"May I go with the others?" asked Miss O'Hara.
"Yes, certainly. Let me introduce you to someone in particular. Janet May, come here, my dear."
Janet turned at the sound of her name, and came quickly up to her mistress. She looked slight, pale, and almost insignificant beside the full, blooming, luxuriously made girl, who, resting one hand in a nonchalant manner on the back of her chair, was looking full at her with laughing bright eyes.
"Janet," said Mrs. Freeman, "will you oblige me by showing Miss O'Hara the schoolrooms and common rooms, and introducing her to one or two of her companions? Go, my dear," she continued, "but remember, Bridget, whether you are tired or not, I shall expect you to go to bed to-night at nine o'clock. It is half-past eight now, so you have half an hour to get acquainted with your schoolfellows."
"My! what a minute!" said Miss Bridget, tossing back her abundant hair, and slipping one firm, dimpled hand inside Janet's arm. "Well, come on, darling," she continued, giving that young lady an affectionate squeeze. "Let's make the most of our precious time. I'm dying to know you all—I think you look so sweet. Who's that love of a girl in gray, who sat next you at supper? She had golden hair, and blue eyes—not like mine, of course, but well enough for English eyes. What's her name, dear?"
"I think you must mean Dorothy Collingwood," said Janet in her clear, cold English voice. "May I ask if you have ever been at school before, Miss O'Hara?"
"Oh, good gracious me! don't call me Miss O'Hara. I'm Biddy to my friends—Biddy O'Hara, at your service—great fun, too, I can tell you. You ask my father what he thinks of me. Poor old gentleman, I expect he's crying like anything this minute without his Biddy to coddle him. He said I wanted polishing, and so he sent me here. I have never been in England before, and I don't at all know if I will like it. By the way, what's your name? I didn't quite catch it."
"Janet May. This is the schoolroom where the sixth form girls do their lessons. We have a desk each, of course. That room inside there is for the fifth form. I wonder which you will belong to? How old are you?"

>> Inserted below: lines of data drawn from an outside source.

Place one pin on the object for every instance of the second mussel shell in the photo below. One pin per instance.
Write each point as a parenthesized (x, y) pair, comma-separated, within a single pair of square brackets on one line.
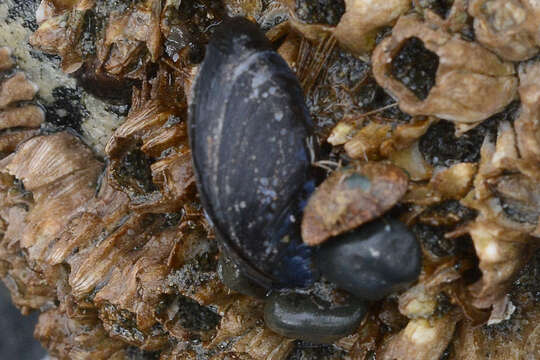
[(250, 131)]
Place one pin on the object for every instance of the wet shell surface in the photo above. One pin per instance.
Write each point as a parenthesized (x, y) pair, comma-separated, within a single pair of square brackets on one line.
[(350, 197), (249, 131)]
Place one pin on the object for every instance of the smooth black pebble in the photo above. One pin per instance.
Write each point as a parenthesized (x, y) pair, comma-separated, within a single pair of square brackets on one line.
[(372, 261), (309, 318)]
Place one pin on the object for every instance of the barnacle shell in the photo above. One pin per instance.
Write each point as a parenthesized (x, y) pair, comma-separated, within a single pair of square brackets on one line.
[(19, 119), (507, 27), (358, 26), (421, 339), (60, 30), (471, 83), (350, 197), (249, 140)]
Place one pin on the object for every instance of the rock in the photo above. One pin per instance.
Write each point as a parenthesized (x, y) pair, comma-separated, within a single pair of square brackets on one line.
[(372, 261), (309, 318)]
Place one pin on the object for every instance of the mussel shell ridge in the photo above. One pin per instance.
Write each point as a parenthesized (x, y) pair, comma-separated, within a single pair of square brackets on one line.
[(249, 130)]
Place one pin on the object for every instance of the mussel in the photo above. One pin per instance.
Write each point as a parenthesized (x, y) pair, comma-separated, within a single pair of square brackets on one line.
[(251, 134)]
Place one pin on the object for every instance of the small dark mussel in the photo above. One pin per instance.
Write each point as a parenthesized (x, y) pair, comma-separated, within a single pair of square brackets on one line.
[(250, 132), (372, 261), (310, 318)]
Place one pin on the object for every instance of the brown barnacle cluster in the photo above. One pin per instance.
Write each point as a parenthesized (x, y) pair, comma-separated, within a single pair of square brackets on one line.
[(508, 28), (470, 84), (357, 28), (118, 254), (506, 195), (19, 118), (60, 28)]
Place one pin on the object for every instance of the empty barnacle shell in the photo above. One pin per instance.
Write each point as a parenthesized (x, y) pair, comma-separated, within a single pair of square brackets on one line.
[(507, 27), (356, 28), (60, 30), (362, 19), (451, 183), (470, 83), (350, 197), (527, 125), (249, 130), (421, 339)]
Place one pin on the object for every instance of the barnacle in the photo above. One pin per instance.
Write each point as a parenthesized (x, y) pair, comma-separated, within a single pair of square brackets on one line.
[(470, 84), (102, 230), (509, 28)]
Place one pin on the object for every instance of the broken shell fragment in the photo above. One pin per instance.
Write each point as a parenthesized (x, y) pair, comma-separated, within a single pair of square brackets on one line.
[(470, 84), (350, 197), (249, 131), (373, 261), (507, 27)]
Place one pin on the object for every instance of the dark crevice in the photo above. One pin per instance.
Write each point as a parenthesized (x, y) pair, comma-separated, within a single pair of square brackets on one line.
[(320, 11)]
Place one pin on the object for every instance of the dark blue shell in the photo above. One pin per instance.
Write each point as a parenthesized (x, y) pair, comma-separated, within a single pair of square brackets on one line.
[(249, 130)]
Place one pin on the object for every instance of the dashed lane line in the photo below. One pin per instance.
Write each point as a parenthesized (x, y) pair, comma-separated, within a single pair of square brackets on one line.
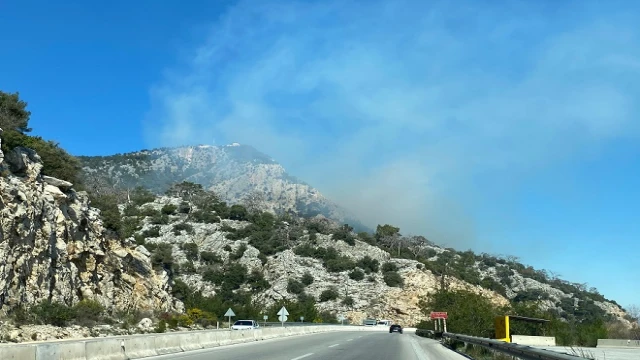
[(303, 356)]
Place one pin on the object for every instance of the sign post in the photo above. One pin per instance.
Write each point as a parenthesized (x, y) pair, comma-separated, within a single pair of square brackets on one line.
[(229, 313), (437, 316), (282, 315)]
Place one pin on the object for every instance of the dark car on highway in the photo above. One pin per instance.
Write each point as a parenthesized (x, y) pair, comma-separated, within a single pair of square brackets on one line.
[(395, 327)]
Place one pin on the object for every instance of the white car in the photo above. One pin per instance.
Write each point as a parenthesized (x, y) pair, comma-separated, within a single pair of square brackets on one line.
[(245, 325)]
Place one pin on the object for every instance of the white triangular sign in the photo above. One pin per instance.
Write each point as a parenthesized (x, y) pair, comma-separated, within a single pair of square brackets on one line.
[(283, 311)]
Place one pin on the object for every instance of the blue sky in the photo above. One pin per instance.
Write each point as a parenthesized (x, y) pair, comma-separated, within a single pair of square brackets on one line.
[(509, 127)]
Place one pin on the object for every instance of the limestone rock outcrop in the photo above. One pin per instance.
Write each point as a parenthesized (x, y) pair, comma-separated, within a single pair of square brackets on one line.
[(54, 247)]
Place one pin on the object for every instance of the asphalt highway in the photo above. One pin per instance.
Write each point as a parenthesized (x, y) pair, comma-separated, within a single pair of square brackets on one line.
[(341, 345)]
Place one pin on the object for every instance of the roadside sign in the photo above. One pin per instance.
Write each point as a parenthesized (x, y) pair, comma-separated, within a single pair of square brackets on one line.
[(229, 314), (283, 315), (438, 315), (283, 311)]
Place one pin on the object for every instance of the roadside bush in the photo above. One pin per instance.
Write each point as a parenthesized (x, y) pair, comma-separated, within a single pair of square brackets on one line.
[(329, 294), (356, 275), (295, 286), (52, 313), (109, 212), (190, 250), (88, 312), (239, 253), (169, 209), (340, 264), (257, 282), (348, 301), (187, 267), (162, 256), (140, 196), (206, 217), (368, 264), (389, 266), (393, 279), (307, 279), (160, 219), (178, 228)]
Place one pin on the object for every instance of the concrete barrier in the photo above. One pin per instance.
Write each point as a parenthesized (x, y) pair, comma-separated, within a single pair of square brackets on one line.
[(618, 343), (533, 340), (167, 344), (105, 349), (209, 339), (63, 351), (18, 352), (141, 346)]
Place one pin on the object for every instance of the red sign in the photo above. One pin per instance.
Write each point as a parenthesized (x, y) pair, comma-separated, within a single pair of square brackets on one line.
[(438, 315)]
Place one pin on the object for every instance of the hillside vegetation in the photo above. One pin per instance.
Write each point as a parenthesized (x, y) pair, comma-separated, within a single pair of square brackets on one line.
[(253, 258)]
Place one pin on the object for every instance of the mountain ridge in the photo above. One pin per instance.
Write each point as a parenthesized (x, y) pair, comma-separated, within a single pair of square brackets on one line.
[(232, 171)]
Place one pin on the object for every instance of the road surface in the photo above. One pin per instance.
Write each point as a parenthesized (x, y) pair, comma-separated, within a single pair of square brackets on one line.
[(341, 345), (597, 353)]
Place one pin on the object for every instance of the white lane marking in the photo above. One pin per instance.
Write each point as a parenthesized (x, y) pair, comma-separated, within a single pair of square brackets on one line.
[(417, 349), (302, 357)]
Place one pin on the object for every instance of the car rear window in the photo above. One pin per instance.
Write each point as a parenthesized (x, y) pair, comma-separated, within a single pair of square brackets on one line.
[(243, 322)]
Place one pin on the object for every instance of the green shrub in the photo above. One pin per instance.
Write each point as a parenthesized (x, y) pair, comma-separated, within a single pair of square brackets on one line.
[(340, 264), (190, 250), (206, 217), (178, 228), (214, 276), (348, 301), (368, 264), (52, 313), (56, 161), (152, 232), (209, 257), (329, 294), (131, 210), (307, 279), (393, 279), (88, 312), (295, 286), (140, 196), (389, 266), (239, 253), (162, 256), (238, 212), (160, 219), (129, 225), (187, 267), (257, 282), (169, 209), (149, 211), (356, 275), (109, 212)]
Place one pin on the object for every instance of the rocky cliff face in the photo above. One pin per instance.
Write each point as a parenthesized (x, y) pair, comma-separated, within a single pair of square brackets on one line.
[(53, 247), (232, 171)]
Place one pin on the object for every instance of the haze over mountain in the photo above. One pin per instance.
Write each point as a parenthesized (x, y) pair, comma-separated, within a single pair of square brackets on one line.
[(235, 172), (505, 128)]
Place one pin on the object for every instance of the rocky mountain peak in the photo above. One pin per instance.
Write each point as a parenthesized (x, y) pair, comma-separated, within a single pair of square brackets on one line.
[(54, 247)]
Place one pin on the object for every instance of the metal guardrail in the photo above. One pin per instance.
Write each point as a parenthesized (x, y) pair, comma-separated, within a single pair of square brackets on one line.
[(291, 323), (520, 351)]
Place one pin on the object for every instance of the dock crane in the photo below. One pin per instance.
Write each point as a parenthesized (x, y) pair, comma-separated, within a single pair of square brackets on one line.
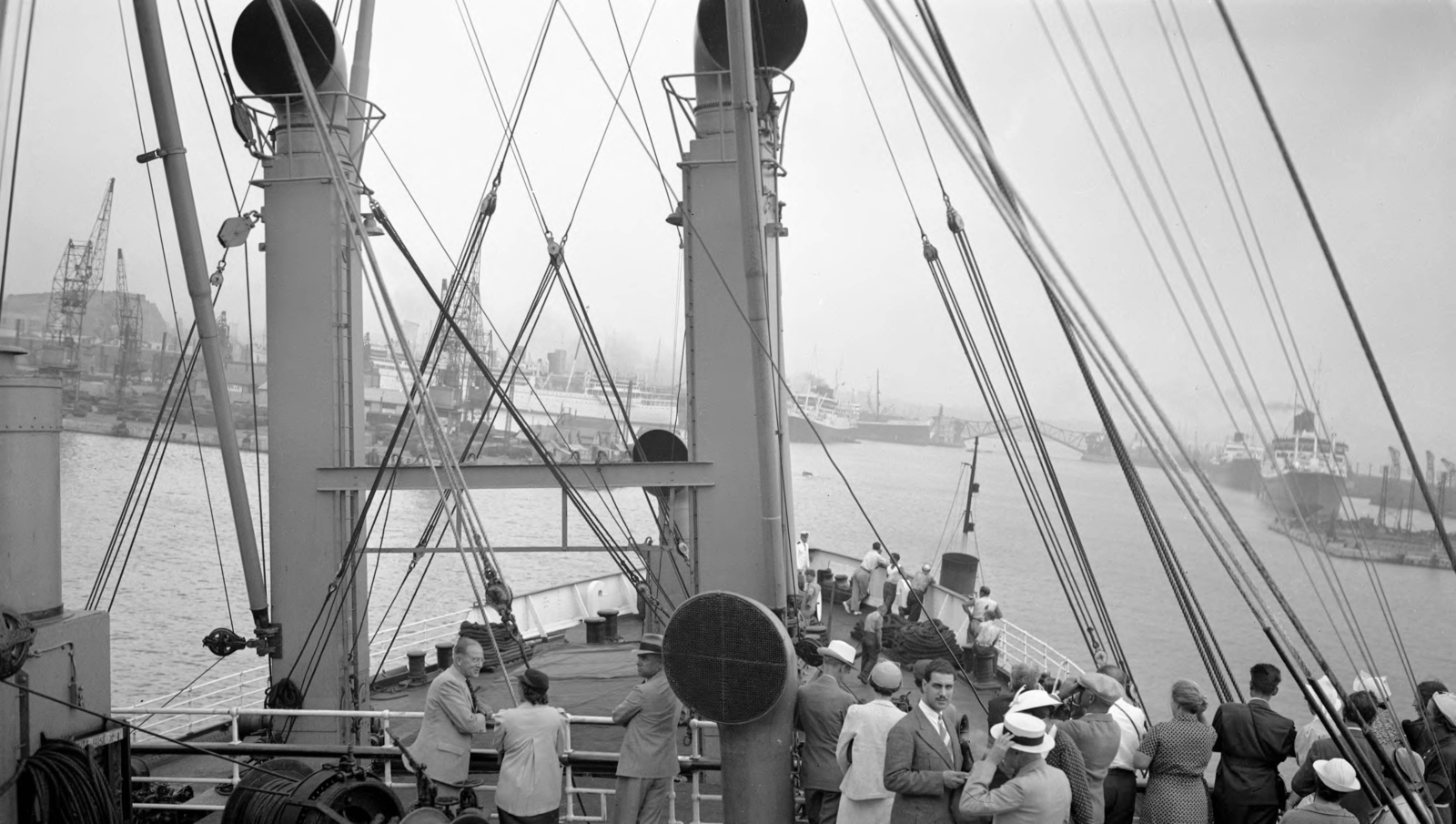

"Now, how old would you think? Just you give a guess. Let me stand in front of you, so that you can take a squint at me. Now, then—oh, I say, stop a minute, I see some more girls coming in. Come along, girls, and help Miss May to guess my age. Now, then, now then, I wonder who'll be right? How you do all stare! I feel uncommonly as if I'd like to dance the Irish jig!"
Dorothy, Ruth, and Olive had now come into the schoolroom, and had taken their places by Janet's side. She gave them a quick look, in which considerable aversion to the newcomer was plainly visible, then turned her head and gazed languidly out of the window.